Decarboxylation is the process by which an organic substance loses carbon molecules when exposed to a base. Similarly, carboxylic acid salts undergo decarboxylation and give birth to alkanes. The final product has one more carbon atom than the total number of carbon atoms in the reactant.
As an example, consider the synthesis of methane from sodium acetate.
The decarboxylation process uses sodium acetate as the starting material for the creation of methane molecules. Sodium acetate loses carbon dioxide gas and produces methane molecules in soda-lime (sodium hydroxide and calcium oxide). In the presence of heat, the interaction between soda-lime and sodium acetate occurs.

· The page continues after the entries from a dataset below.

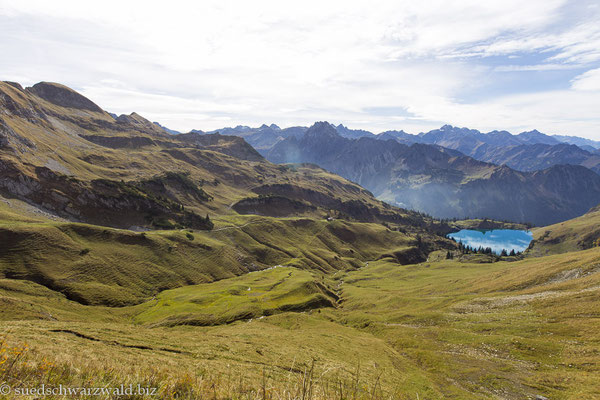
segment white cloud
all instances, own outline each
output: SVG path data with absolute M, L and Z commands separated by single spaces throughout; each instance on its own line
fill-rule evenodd
M 483 96 L 500 71 L 598 67 L 600 10 L 573 4 L 0 0 L 0 70 L 179 130 L 326 119 L 374 131 L 448 122 L 600 138 L 585 74 L 572 89 L 567 78 L 564 90 Z M 523 52 L 537 56 L 531 65 L 516 63 Z M 515 58 L 486 64 L 491 56 Z M 484 99 L 465 101 L 466 92 Z M 365 111 L 376 108 L 408 116 Z
M 581 68 L 573 64 L 533 64 L 533 65 L 501 65 L 494 68 L 498 72 L 518 72 L 518 71 L 558 71 Z
M 572 81 L 575 90 L 600 91 L 600 68 L 589 70 Z

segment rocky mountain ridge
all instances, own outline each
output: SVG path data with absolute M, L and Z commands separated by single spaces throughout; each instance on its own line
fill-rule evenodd
M 521 172 L 432 144 L 344 138 L 326 122 L 315 123 L 300 139 L 277 143 L 266 156 L 277 163 L 315 163 L 392 204 L 437 217 L 543 225 L 600 202 L 600 176 L 581 166 Z
M 238 211 L 408 230 L 434 224 L 314 165 L 272 164 L 244 138 L 174 135 L 137 113 L 109 114 L 63 85 L 34 88 L 0 82 L 0 195 L 41 212 L 136 229 L 210 229 L 207 214 Z

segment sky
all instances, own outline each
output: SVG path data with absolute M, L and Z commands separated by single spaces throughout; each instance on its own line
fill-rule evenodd
M 0 0 L 0 79 L 171 129 L 444 124 L 600 140 L 600 2 Z

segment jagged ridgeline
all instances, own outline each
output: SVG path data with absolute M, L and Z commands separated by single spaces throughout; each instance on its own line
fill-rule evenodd
M 315 163 L 390 204 L 439 218 L 490 217 L 539 226 L 580 216 L 600 202 L 600 175 L 594 172 L 600 158 L 577 146 L 523 144 L 539 132 L 476 134 L 448 126 L 419 136 L 346 131 L 317 122 L 302 133 L 282 135 L 261 152 L 276 163 Z M 559 156 L 572 148 L 587 154 L 585 162 Z

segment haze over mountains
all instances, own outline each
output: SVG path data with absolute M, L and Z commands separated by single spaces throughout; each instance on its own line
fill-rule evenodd
M 374 135 L 326 122 L 220 132 L 243 137 L 272 162 L 317 164 L 391 204 L 436 217 L 543 225 L 581 215 L 600 201 L 600 154 L 592 147 L 600 143 L 583 138 L 450 125 L 419 135 Z
M 537 130 L 517 135 L 507 131 L 483 133 L 451 125 L 418 135 L 401 130 L 373 134 L 362 129 L 350 129 L 342 124 L 334 127 L 340 136 L 348 139 L 367 137 L 377 140 L 392 139 L 404 144 L 435 144 L 458 150 L 480 161 L 506 164 L 519 171 L 535 171 L 557 164 L 583 165 L 596 172 L 600 171 L 600 142 L 576 136 L 546 135 Z M 266 150 L 277 142 L 291 136 L 300 138 L 307 129 L 308 127 L 302 126 L 281 129 L 275 124 L 262 125 L 259 128 L 240 125 L 207 133 L 219 132 L 243 137 L 261 154 L 266 155 Z

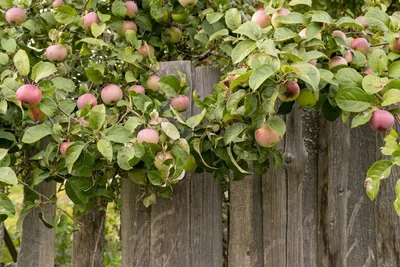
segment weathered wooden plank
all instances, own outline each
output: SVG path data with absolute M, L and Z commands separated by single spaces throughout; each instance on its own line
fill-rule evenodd
M 85 211 L 77 219 L 82 226 L 73 236 L 72 267 L 104 266 L 104 210 Z
M 231 182 L 229 201 L 228 266 L 263 266 L 261 176 Z
M 0 262 L 3 257 L 4 223 L 0 223 Z
M 193 89 L 200 97 L 213 92 L 220 79 L 216 68 L 194 69 Z M 192 101 L 191 114 L 200 111 Z M 190 191 L 190 248 L 191 267 L 222 266 L 222 192 L 207 173 L 189 174 Z
M 398 125 L 396 130 L 400 131 Z M 377 160 L 382 159 L 380 147 L 384 144 L 383 137 L 377 136 Z M 396 199 L 394 188 L 399 178 L 400 171 L 393 168 L 390 177 L 382 180 L 375 200 L 376 260 L 379 267 L 400 266 L 400 218 L 393 207 Z
M 56 193 L 55 182 L 42 182 L 38 192 L 50 197 Z M 26 198 L 26 197 L 25 197 Z M 22 224 L 21 246 L 18 254 L 19 267 L 54 267 L 55 259 L 55 228 L 49 229 L 39 219 L 43 212 L 44 218 L 51 221 L 56 214 L 56 207 L 46 204 L 40 209 L 33 209 Z
M 307 165 L 303 181 L 303 261 L 304 266 L 318 267 L 318 138 L 319 111 L 302 111 L 303 140 L 307 150 Z

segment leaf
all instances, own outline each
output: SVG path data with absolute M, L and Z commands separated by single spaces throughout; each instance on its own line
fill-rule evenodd
M 58 113 L 58 107 L 56 102 L 51 98 L 43 98 L 39 104 L 40 110 L 48 117 L 53 117 Z
M 53 134 L 53 130 L 46 124 L 35 125 L 29 127 L 25 131 L 24 136 L 22 137 L 22 142 L 25 144 L 32 144 L 51 134 Z
M 4 159 L 4 157 L 7 155 L 8 150 L 4 148 L 0 148 L 0 161 Z
M 164 178 L 158 171 L 147 172 L 147 178 L 149 178 L 150 183 L 154 186 L 161 186 L 165 183 Z
M 390 160 L 380 160 L 375 162 L 367 172 L 367 179 L 379 181 L 389 177 L 393 163 Z
M 98 131 L 103 127 L 106 121 L 106 107 L 101 105 L 96 105 L 90 110 L 89 114 L 89 126 L 95 131 Z
M 10 167 L 0 167 L 0 182 L 16 185 L 18 183 L 15 172 Z
M 63 77 L 56 77 L 51 80 L 56 89 L 61 89 L 69 93 L 75 92 L 75 84 L 72 80 Z
M 231 159 L 233 165 L 235 165 L 235 167 L 236 167 L 241 173 L 250 174 L 248 171 L 243 170 L 242 167 L 240 167 L 239 164 L 236 162 L 235 158 L 234 158 L 233 155 L 232 155 L 231 146 L 228 146 L 228 147 L 226 148 L 226 151 L 228 152 L 228 156 L 229 156 L 229 158 Z
M 118 17 L 124 17 L 127 12 L 125 3 L 122 1 L 114 1 L 111 6 L 111 12 Z
M 378 9 L 371 9 L 364 15 L 365 21 L 368 23 L 368 27 L 379 31 L 388 31 L 390 24 L 390 18 L 388 14 Z
M 181 89 L 181 82 L 174 75 L 165 75 L 158 81 L 161 91 L 167 97 L 178 97 Z
M 8 63 L 8 55 L 6 53 L 0 53 L 0 65 L 6 65 Z
M 257 41 L 261 37 L 261 27 L 254 21 L 243 23 L 233 32 L 245 35 L 254 41 Z
M 286 16 L 278 16 L 275 19 L 275 21 L 278 23 L 288 24 L 288 25 L 308 23 L 308 19 L 304 15 L 297 12 L 291 12 Z
M 0 214 L 7 217 L 14 217 L 15 215 L 14 204 L 3 192 L 0 192 Z
M 113 159 L 113 147 L 107 139 L 100 139 L 97 141 L 97 150 L 109 161 Z
M 365 179 L 364 186 L 366 189 L 367 196 L 370 200 L 374 200 L 379 192 L 380 180 L 372 180 L 370 178 Z
M 289 6 L 297 6 L 297 5 L 312 5 L 312 0 L 292 0 L 289 2 Z
M 190 117 L 189 119 L 187 119 L 186 125 L 191 129 L 196 128 L 196 126 L 199 125 L 201 123 L 201 121 L 204 119 L 204 116 L 206 115 L 206 113 L 207 113 L 207 109 L 203 109 L 203 111 L 200 114 L 194 115 L 194 116 Z
M 156 203 L 157 203 L 157 197 L 154 193 L 152 193 L 151 195 L 149 195 L 143 199 L 143 205 L 146 208 L 148 208 L 151 205 L 156 204 Z
M 214 33 L 210 36 L 210 39 L 208 40 L 208 42 L 211 42 L 211 41 L 213 41 L 213 40 L 215 40 L 215 39 L 218 39 L 218 38 L 220 38 L 220 37 L 222 37 L 222 36 L 226 36 L 226 35 L 229 35 L 229 31 L 228 31 L 227 29 L 219 30 L 219 31 L 217 31 L 217 32 L 214 32 Z
M 400 102 L 400 90 L 390 89 L 383 95 L 382 106 L 389 106 Z
M 15 49 L 17 49 L 17 42 L 13 38 L 1 39 L 1 47 L 8 53 L 14 53 Z
M 321 77 L 316 67 L 305 62 L 295 63 L 292 67 L 301 70 L 301 72 L 295 73 L 296 77 L 311 85 L 314 91 L 318 92 Z
M 82 142 L 75 142 L 67 148 L 65 165 L 67 166 L 69 174 L 72 172 L 72 167 L 74 166 L 74 163 L 78 160 L 84 148 L 85 144 Z
M 232 143 L 243 131 L 246 129 L 247 124 L 238 122 L 229 126 L 224 134 L 224 144 Z
M 30 72 L 31 65 L 29 63 L 28 54 L 25 52 L 25 50 L 18 50 L 13 60 L 18 73 L 22 76 L 27 76 Z
M 49 178 L 50 174 L 48 172 L 45 172 L 41 169 L 36 168 L 33 171 L 33 182 L 32 186 L 38 185 L 41 182 L 43 182 L 45 179 Z
M 278 116 L 272 116 L 267 120 L 267 124 L 275 130 L 281 137 L 285 135 L 286 123 Z
M 368 109 L 376 98 L 368 95 L 360 88 L 344 88 L 339 90 L 336 95 L 338 106 L 348 112 L 361 112 Z
M 382 74 L 388 66 L 388 57 L 382 49 L 372 49 L 371 53 L 368 54 L 368 66 L 374 72 Z
M 132 133 L 121 125 L 113 125 L 104 131 L 104 137 L 111 142 L 115 143 L 129 143 L 133 135 Z
M 339 82 L 339 87 L 341 88 L 362 87 L 363 77 L 355 69 L 340 69 L 336 73 L 335 77 Z
M 97 38 L 106 30 L 106 24 L 101 23 L 98 25 L 97 23 L 92 23 L 92 25 L 90 25 L 90 30 L 94 38 Z
M 349 18 L 349 17 L 341 17 L 336 21 L 336 27 L 338 28 L 344 28 L 344 27 L 353 27 L 357 28 L 359 30 L 364 30 L 364 27 L 362 24 L 355 19 Z
M 226 11 L 225 24 L 232 31 L 236 30 L 242 24 L 242 17 L 236 8 L 231 8 Z
M 176 129 L 176 127 L 170 122 L 162 122 L 161 129 L 169 138 L 174 141 L 181 137 L 178 129 Z
M 36 63 L 32 68 L 32 79 L 39 82 L 41 79 L 46 78 L 57 72 L 57 68 L 53 63 L 41 61 Z
M 61 24 L 68 25 L 74 22 L 77 17 L 78 13 L 76 10 L 68 5 L 62 5 L 54 9 L 54 19 Z
M 215 167 L 211 167 L 210 165 L 208 165 L 207 164 L 207 162 L 205 162 L 205 160 L 204 160 L 204 158 L 203 158 L 203 155 L 201 154 L 201 140 L 199 139 L 199 138 L 196 138 L 196 139 L 194 139 L 193 140 L 193 149 L 194 149 L 194 151 L 196 151 L 197 152 L 197 154 L 199 155 L 199 157 L 200 157 L 200 159 L 201 159 L 201 161 L 203 162 L 203 164 L 207 167 L 207 168 L 210 168 L 210 169 L 213 169 L 213 170 L 217 170 L 217 168 L 215 168 Z
M 389 79 L 387 77 L 380 78 L 375 74 L 368 74 L 362 81 L 362 87 L 365 92 L 373 95 L 382 91 L 388 82 Z
M 206 19 L 208 23 L 214 24 L 219 21 L 224 16 L 224 13 L 221 12 L 211 12 L 206 15 Z
M 288 28 L 277 28 L 274 32 L 275 41 L 286 41 L 295 37 L 297 37 L 297 34 Z
M 231 54 L 233 64 L 241 62 L 256 48 L 257 48 L 256 42 L 251 40 L 245 40 L 238 43 L 233 49 Z
M 353 118 L 353 120 L 351 121 L 351 128 L 355 128 L 355 127 L 364 125 L 367 122 L 369 122 L 369 120 L 372 117 L 372 113 L 373 113 L 373 110 L 368 109 L 368 110 L 365 110 L 362 113 L 358 114 L 357 116 L 355 116 Z
M 314 14 L 312 15 L 311 21 L 313 22 L 321 22 L 321 23 L 326 23 L 326 24 L 332 24 L 333 23 L 333 19 L 331 18 L 331 16 L 324 12 L 324 11 L 316 11 L 314 12 Z
M 124 127 L 128 129 L 131 133 L 133 133 L 137 127 L 144 124 L 145 121 L 139 117 L 129 117 L 129 119 L 125 122 Z
M 91 178 L 70 177 L 65 183 L 65 192 L 74 204 L 84 204 L 89 202 L 87 191 L 92 186 Z
M 280 61 L 271 61 L 257 68 L 249 79 L 249 86 L 256 91 L 267 79 L 279 71 Z
M 392 64 L 390 64 L 388 69 L 388 75 L 391 78 L 400 77 L 400 61 L 395 61 Z

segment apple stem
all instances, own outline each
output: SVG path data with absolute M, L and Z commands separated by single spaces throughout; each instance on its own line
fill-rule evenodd
M 377 43 L 377 44 L 371 44 L 370 47 L 375 47 L 375 46 L 382 46 L 382 45 L 388 45 L 388 42 L 383 42 L 383 43 Z
M 380 101 L 383 101 L 383 98 L 382 98 L 382 96 L 380 94 L 375 94 L 375 96 L 377 98 L 379 98 Z M 399 115 L 393 115 L 393 116 L 396 119 L 397 123 L 400 125 L 400 117 L 399 117 Z

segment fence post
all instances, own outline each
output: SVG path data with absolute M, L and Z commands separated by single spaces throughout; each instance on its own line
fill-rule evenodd
M 161 63 L 159 73 L 177 75 L 176 69 L 200 96 L 219 80 L 216 69 L 193 70 L 189 61 Z M 121 194 L 123 267 L 222 266 L 221 196 L 211 177 L 188 174 L 172 200 L 158 198 L 148 209 L 137 201 L 140 187 L 127 178 Z
M 25 188 L 25 190 L 28 190 Z M 56 183 L 42 182 L 38 192 L 51 197 L 56 193 Z M 39 219 L 40 209 L 32 209 L 25 217 L 22 224 L 21 247 L 18 253 L 18 266 L 20 267 L 54 267 L 55 259 L 55 228 L 49 229 Z M 53 204 L 44 205 L 43 216 L 51 221 L 56 214 Z
M 73 236 L 71 267 L 104 266 L 104 210 L 85 211 L 77 219 L 82 226 Z

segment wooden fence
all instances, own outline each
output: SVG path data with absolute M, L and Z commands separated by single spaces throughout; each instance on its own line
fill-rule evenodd
M 161 64 L 161 74 L 183 71 L 203 97 L 219 80 L 211 67 Z M 192 105 L 190 111 L 198 110 Z M 313 110 L 285 116 L 284 166 L 229 187 L 229 267 L 400 266 L 400 219 L 393 209 L 398 170 L 371 202 L 366 171 L 380 157 L 382 136 L 368 126 L 327 122 Z M 54 184 L 41 186 L 51 195 Z M 140 188 L 122 178 L 123 267 L 223 266 L 222 190 L 209 174 L 189 174 L 173 200 L 151 208 L 137 202 Z M 47 216 L 54 214 L 48 208 Z M 81 218 L 89 227 L 74 235 L 73 267 L 101 267 L 104 213 Z M 54 230 L 35 213 L 23 224 L 19 267 L 53 267 Z M 21 264 L 22 262 L 22 264 Z

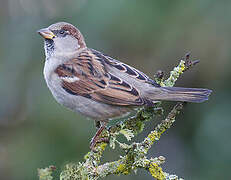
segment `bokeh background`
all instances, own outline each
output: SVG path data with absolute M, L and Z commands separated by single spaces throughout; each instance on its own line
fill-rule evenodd
M 56 103 L 43 79 L 36 30 L 57 21 L 73 23 L 89 47 L 151 77 L 159 69 L 167 76 L 188 51 L 200 59 L 177 85 L 210 88 L 210 100 L 188 104 L 149 156 L 165 156 L 164 170 L 185 179 L 230 179 L 230 19 L 231 1 L 225 0 L 1 0 L 0 179 L 38 179 L 37 168 L 55 165 L 59 172 L 89 150 L 93 121 Z M 104 160 L 118 156 L 107 149 Z M 106 179 L 141 178 L 152 179 L 144 170 Z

CH3COO-Na+ NaOH → CH4 + Na2CO3
- Alkane synthesis from carbonyl compounds
Alkanes can also be synthesized using carbonyl chemicals such as ketones and aldehydes. Carbonyl compounds undergo a reduction process in the presence of reducing agents and at higher temperatures, yielding alkanes. The Clemmensen reaction occurs when carbonyl compounds undergo a reduction process to create alkanes. The following generic equations depict the reduction of carbonyl compounds into alkanes.
RCHO → R-CH3
In the presence of Zn-Hg and HCl, the aldehyde ethanal undergoes a reduction. Ethane and water molecules are formed as a result of the reduction process.
Conclusion: Alkanes are organic compounds made up solely of single-bonded carbon and hydrogen atoms with no additional functional groups. Alkanes have the general formula CnH2n+2 and are classified into three types: linear straight-chain alkanes, branched alkanes, and cycloalkanes. Alkanes are saturated hydrocarbons as well.